David Parry,
The Man From Eldorado:
Songs and Stories
of Robert W. Service

(Borealis, 1993)

The various elements that form The Man From Eldorado are all excellent. David Parry is a great singer and guitar player, and the musicians who accompany him are also skilled performers. Finally, the poetry by Robert W. Service is enjoyable. (In case you aren't familiar with Service, he wrote "The Cremation of Sam McGee.")

The thing is, those separate elements don't always shape into wonderful songs. There are some songs on this CD that are great; however, there are some others that are not so hot.
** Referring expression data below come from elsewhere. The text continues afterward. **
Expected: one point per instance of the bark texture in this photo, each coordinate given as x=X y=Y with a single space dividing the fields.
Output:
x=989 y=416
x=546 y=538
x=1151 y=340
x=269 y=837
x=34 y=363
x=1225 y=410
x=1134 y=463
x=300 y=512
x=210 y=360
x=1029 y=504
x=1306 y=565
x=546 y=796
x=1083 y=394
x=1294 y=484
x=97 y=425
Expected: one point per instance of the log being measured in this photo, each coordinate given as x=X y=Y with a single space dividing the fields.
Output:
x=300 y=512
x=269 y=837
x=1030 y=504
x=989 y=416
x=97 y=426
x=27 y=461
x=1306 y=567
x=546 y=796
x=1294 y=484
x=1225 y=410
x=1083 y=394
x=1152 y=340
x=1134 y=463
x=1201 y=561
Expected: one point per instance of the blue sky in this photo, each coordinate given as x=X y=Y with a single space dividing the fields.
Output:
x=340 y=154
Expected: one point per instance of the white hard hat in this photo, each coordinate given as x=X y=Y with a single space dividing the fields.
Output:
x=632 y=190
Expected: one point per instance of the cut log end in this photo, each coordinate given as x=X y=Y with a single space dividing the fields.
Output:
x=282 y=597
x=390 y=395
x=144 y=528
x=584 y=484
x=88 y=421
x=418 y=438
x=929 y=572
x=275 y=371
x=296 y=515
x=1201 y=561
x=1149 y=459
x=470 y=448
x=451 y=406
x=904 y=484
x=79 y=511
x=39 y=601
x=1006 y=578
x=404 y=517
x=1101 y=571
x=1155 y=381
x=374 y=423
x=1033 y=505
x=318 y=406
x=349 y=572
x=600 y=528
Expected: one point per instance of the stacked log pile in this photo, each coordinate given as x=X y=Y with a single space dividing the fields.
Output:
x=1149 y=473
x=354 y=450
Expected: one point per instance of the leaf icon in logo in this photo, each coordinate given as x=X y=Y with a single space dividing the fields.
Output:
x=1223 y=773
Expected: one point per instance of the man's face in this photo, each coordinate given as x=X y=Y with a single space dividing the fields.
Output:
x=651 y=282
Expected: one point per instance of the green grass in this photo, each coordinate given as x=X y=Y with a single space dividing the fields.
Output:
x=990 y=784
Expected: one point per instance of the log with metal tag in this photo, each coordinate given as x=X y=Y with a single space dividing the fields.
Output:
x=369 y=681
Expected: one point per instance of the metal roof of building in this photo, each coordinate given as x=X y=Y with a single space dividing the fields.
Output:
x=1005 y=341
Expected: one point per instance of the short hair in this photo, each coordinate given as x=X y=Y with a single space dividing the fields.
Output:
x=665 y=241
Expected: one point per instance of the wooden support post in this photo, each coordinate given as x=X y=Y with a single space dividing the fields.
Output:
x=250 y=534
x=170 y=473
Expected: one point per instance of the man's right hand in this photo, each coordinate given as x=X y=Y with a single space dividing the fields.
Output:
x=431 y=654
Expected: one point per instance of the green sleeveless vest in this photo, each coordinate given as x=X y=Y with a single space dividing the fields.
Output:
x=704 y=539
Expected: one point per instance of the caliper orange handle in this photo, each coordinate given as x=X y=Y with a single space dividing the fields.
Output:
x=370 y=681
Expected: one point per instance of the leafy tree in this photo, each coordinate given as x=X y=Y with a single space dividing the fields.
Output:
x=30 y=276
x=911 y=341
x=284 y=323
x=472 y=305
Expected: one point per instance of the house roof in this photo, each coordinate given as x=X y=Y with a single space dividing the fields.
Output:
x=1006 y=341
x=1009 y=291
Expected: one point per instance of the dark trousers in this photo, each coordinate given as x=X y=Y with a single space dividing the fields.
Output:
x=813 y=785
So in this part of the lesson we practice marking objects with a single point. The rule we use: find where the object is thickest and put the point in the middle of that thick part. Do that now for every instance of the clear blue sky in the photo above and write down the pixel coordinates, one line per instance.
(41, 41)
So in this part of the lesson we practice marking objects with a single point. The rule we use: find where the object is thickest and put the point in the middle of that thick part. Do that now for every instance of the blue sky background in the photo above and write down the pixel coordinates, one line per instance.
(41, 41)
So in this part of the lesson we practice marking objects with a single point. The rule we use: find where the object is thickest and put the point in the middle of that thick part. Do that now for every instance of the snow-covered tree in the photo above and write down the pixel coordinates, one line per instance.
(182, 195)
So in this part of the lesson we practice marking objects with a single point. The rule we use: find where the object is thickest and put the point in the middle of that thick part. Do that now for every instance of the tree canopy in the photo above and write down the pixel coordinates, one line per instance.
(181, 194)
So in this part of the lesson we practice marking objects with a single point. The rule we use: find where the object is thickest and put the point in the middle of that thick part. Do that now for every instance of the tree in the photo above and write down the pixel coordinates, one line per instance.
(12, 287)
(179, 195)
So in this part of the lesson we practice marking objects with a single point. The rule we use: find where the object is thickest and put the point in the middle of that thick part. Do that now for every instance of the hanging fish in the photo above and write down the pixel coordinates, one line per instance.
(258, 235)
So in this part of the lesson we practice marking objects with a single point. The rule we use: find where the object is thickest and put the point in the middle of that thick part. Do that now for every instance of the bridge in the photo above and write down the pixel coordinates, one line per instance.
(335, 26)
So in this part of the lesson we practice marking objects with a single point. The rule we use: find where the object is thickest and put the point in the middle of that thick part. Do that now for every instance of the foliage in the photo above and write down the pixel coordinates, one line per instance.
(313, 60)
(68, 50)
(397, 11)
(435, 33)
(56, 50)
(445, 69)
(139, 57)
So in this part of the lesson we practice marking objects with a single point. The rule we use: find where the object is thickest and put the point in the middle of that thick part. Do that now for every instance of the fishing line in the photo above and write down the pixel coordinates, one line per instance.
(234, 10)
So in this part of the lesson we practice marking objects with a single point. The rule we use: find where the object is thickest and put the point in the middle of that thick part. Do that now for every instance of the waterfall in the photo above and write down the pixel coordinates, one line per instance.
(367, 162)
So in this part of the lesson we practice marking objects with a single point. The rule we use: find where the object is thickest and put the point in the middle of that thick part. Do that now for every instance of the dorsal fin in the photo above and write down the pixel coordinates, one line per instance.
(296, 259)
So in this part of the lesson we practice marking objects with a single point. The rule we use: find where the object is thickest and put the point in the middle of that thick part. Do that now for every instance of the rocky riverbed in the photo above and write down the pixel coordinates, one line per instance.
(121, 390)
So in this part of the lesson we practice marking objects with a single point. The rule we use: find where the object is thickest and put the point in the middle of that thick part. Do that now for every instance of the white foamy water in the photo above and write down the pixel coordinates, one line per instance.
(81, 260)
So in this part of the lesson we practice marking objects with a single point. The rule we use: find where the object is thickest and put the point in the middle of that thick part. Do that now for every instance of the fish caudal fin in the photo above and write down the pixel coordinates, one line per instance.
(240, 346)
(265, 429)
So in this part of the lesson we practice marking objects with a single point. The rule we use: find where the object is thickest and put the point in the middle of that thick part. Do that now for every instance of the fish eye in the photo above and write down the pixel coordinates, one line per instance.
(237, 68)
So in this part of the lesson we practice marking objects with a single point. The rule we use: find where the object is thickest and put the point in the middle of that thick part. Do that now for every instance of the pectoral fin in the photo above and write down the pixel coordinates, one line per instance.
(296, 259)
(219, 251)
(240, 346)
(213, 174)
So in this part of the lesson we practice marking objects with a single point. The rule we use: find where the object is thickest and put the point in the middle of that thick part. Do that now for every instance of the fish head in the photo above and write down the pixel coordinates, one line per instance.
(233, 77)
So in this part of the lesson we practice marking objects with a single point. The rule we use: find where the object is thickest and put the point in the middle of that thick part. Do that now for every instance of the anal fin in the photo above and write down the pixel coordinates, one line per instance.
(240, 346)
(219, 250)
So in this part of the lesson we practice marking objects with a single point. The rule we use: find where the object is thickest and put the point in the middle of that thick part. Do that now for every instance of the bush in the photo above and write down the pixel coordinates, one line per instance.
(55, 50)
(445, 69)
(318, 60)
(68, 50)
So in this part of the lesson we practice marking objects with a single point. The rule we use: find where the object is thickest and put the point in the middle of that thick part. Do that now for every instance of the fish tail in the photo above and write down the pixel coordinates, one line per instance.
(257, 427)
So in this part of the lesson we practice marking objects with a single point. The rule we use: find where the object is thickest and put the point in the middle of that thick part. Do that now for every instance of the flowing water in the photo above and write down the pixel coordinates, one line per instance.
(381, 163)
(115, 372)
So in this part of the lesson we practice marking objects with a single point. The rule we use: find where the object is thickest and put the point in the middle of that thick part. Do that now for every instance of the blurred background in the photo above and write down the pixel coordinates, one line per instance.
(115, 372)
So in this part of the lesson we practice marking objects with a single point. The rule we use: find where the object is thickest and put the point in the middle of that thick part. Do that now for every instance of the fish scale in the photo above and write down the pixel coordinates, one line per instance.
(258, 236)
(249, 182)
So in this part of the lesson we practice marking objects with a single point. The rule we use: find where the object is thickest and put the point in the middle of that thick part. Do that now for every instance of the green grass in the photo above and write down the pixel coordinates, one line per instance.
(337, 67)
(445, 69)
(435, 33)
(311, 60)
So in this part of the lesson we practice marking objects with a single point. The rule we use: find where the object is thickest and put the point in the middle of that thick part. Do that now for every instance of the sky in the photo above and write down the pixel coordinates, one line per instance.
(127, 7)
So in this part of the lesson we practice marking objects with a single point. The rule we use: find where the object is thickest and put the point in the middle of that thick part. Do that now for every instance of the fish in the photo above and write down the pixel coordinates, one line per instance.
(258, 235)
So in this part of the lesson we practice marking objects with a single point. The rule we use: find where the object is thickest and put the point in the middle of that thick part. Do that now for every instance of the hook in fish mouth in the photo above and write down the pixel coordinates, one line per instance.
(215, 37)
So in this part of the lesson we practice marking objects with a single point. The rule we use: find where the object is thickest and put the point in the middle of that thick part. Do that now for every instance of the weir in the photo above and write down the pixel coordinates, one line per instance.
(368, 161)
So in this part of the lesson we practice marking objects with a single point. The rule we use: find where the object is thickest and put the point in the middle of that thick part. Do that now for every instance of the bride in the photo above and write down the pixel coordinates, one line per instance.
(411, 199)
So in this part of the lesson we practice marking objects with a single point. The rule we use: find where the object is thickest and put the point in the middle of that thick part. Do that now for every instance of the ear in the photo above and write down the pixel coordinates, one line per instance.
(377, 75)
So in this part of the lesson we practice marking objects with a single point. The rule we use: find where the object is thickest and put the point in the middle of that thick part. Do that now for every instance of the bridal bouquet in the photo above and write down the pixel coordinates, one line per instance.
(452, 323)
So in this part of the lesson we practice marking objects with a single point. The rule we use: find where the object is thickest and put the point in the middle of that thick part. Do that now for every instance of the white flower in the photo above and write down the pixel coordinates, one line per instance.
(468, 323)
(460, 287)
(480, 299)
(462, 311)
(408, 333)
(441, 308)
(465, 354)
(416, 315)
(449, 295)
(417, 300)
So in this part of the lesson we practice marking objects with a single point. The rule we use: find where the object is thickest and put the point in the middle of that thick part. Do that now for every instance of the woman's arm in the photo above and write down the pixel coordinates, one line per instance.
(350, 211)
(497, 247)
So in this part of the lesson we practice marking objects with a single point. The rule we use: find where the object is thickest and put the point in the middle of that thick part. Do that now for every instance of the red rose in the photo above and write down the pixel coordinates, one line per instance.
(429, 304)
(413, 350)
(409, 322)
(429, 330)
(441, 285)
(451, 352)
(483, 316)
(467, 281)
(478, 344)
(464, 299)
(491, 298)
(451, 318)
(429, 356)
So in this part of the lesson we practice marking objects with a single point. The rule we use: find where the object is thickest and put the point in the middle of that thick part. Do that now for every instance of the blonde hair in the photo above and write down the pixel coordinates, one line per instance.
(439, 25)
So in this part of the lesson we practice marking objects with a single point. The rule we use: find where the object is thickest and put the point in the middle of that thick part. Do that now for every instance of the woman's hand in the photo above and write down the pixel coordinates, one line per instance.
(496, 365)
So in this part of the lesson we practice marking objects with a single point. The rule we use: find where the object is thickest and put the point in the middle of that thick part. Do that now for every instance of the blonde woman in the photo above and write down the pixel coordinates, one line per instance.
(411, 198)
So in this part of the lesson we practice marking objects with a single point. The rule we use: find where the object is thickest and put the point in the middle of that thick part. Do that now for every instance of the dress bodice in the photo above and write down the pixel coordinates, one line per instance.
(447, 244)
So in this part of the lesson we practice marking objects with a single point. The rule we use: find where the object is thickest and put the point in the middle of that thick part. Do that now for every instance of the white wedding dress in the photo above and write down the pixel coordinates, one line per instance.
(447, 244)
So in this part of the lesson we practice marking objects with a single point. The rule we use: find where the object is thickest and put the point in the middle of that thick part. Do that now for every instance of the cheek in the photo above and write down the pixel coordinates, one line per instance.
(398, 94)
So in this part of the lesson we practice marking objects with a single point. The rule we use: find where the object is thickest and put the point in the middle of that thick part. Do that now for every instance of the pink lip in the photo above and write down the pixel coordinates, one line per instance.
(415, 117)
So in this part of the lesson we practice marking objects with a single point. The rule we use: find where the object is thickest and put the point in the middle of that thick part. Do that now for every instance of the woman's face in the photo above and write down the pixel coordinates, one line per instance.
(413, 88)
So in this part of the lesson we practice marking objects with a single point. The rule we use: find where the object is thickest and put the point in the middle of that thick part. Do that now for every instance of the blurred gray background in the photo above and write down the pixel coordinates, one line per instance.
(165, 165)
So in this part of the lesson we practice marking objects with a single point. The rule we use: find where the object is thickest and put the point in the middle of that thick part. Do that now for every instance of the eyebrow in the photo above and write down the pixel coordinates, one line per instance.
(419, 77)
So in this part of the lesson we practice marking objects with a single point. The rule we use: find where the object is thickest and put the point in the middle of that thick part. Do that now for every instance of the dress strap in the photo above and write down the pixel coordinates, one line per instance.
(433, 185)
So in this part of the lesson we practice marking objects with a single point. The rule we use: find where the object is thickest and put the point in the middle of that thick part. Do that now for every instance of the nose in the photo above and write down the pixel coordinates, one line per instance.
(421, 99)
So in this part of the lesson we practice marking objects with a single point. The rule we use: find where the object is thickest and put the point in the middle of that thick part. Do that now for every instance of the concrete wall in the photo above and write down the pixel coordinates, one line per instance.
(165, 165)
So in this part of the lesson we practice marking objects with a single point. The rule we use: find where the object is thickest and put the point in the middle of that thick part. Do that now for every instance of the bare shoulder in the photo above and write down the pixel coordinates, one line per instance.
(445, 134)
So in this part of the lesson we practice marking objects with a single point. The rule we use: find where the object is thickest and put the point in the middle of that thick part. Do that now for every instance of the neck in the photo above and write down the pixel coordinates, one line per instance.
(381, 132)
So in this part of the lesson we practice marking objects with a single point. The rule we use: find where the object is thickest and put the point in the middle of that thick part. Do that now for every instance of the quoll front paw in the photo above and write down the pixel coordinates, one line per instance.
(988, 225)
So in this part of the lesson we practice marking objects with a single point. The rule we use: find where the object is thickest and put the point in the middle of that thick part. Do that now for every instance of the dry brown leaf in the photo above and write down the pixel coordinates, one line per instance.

First, the good: the four poems and/or introductions read by David Parry are enjoyable. (Unfortunately, the words are not printed with the CD.) "The Atavist" makes a wonderful ballad, but having the lyrics handy would have been nice. "The Volunteer" and "A Song of Winter Weather" are both good war songs, and both capture the emotions of the poems. "The Petit Vieux" is probably the best song on the entire CD. It is a simple, beautiful song about growing older and its lyrics blend smoothly into the music.

Unfortunately, there are some pieces on the CD which don't quite work. "In Praise of Alcohol" keeps sounding like a hymn. "L'escargot D'Or" does not quite make the transition from spoken word to song smoothly enough to be enjoyable. The music and the lyrics of "A Pot of Tea" and "Accordion" seem to be at odds with each other.

The music tends to flow gently and smoothly, and is often simply one or two instruments to accompany the singing -- on one track, the snare drums, on another the piano, or the piano with a couple of other instruments mixed in.

The CD is, for the most part, an enjoyable listen. Too bad it is not quite good or consistent enough to be "must-have" material.